Look at the oversized building projects along the Rio Grande Trail between Aspen and Cemetery Lane and one wonders what century we live in. This fall, at least three major construction projects were underway that defy all context within the bounds of climate change and sustainability. One site on Willoughby Way featured an excavation cavity that resembled a strip mine.
On the Midland Trail in Aspen arise absurdly ostentatious monuments to excess on Little Cloud. How can approvals for these monolithic status symbols, each of which adds to an already embarrassing stock of oversized insults to reason, equate with the perceived values of Aspen and Pitkin County?
These atrocities can be seen along the base of Shadow Mountain where several egregious examples erupt from the mountainside like cankers. One was recently listed as “a single-family home that contains 10,663 sq. ft. and contains 7 bedrooms and 11 bathrooms.”
All this for a single family? And this is not even a “large” home compared with other monstrosities that stand imperiously on every hillside overshadowing town.
No matter the guilt-driven “indulgences” of open space easements, “affordable” housing funds, and winks toward marginal energy efficiencies, these so-called “homes” stand in direct contradiction to what any thinking person can rationalize as appropriate for today as we teeter on the edge of a global crisis.
This critique isn’t about envy or class warfare or even growth control (that horse left the barn decades ago). This is about confronting the entitlements of conspicuous consumption and conspicuous waste in Aspen and Pitkin County where economic expedience is above reproach, no matter how politically incorrect for the 21st Century.
Now is the time to weigh morality against unbridled consumption of energy and materials when natural resources should hold higher value than the esteem of feckless vacation visitors. Now is the time to wake up profiteering real estate speculators, myopic contractors, and conscienceless property owners who live in the dream world of denial.
The blatant visibility of these affronts is prompting local governments to venture tepidly into reducing maximum allowable home size. But the mere suggestion of limits is met with cries of anguish from the development “community.” How dare local governments impede developers and their enablers from yet another windfall at the expense of future generations!

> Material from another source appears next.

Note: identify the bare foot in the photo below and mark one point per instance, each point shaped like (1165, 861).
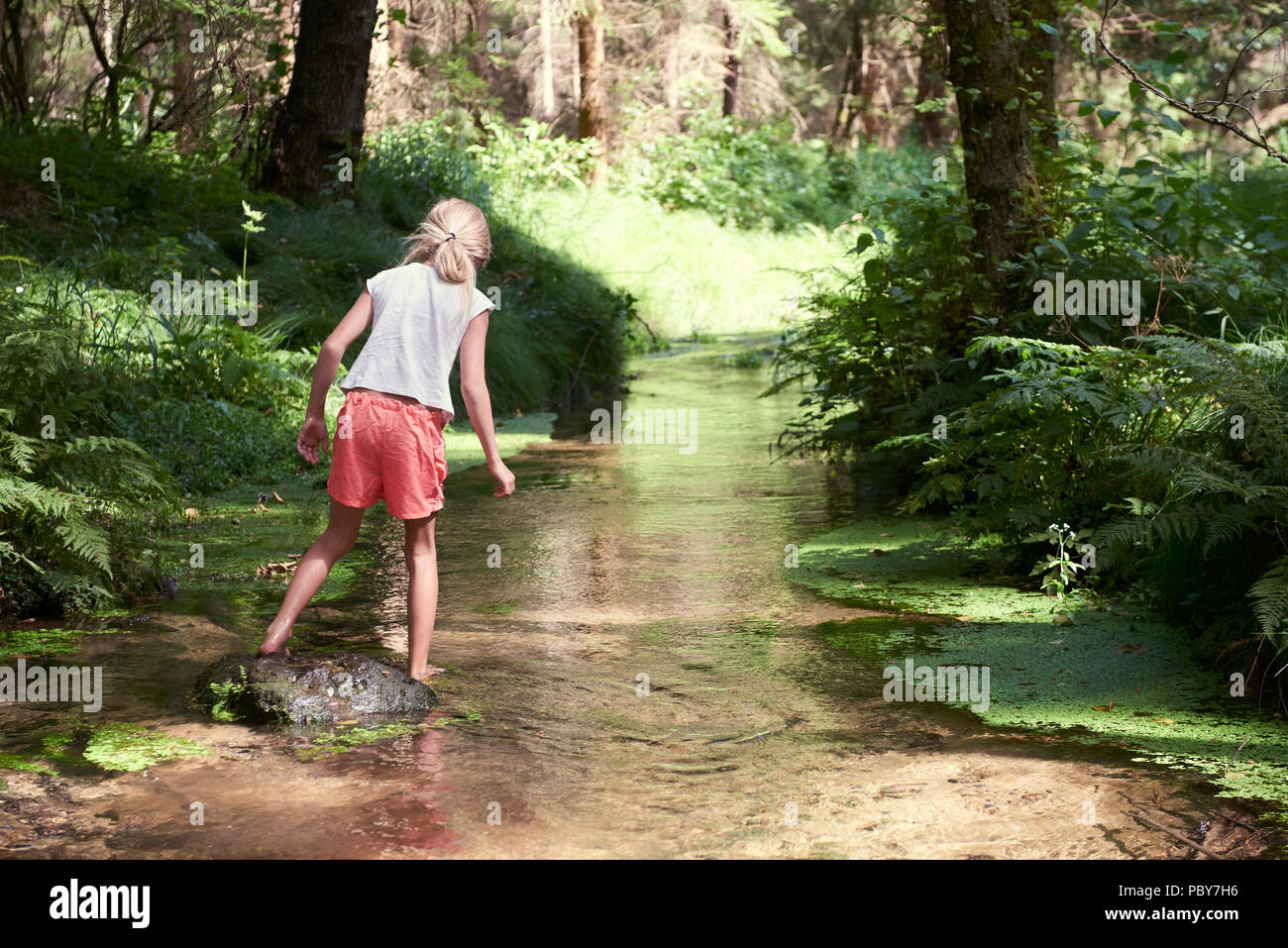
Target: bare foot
(271, 644)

There is no denying that monster homes contribute to climate change. As if a 10,000-square-foot palace can ever be carbon neutral. Super-sizer fees in no way ameliorate the grosser appetites of those willing to squander fortunes for the privilege of polluting the planet from the aerie of Aspen. A new Skico mantra should replace POW (Preserve Our Winters) with WOW (Wipe Out Winters).
Wackerle writes: “Reducing allowed home sizes has been on the county’s radar since at least 2019 when commissioners declared a “climate emergency” because the larger the home, the more intense its impacts are related to energy use, landfill waste and ongoing demand for services.”
A county-initiated report last year on residential properties revealed that once a structure tops 10,000 square feet, the carbon output is trebled per square foot. That finding should have mandated immediate “climate emergency” measures for all new developments.
So, why allow it to continue? Wackerle nails it: “But addressing these impacts is complicated because the second-home industry is a huge economic driver in Pitkin County.”
It’s the economy — stupid! No. It’s the stupid economy!
Until this community weighs environment over economics we will continue condoning the spread of vacation mansions for short term profits, and there will be no progress worthy of the higher values this community pretends to honor.
If you won’t take it from me, try rationalizing Aspen’s carbon exemption with your grandchildren. They have futures to protect.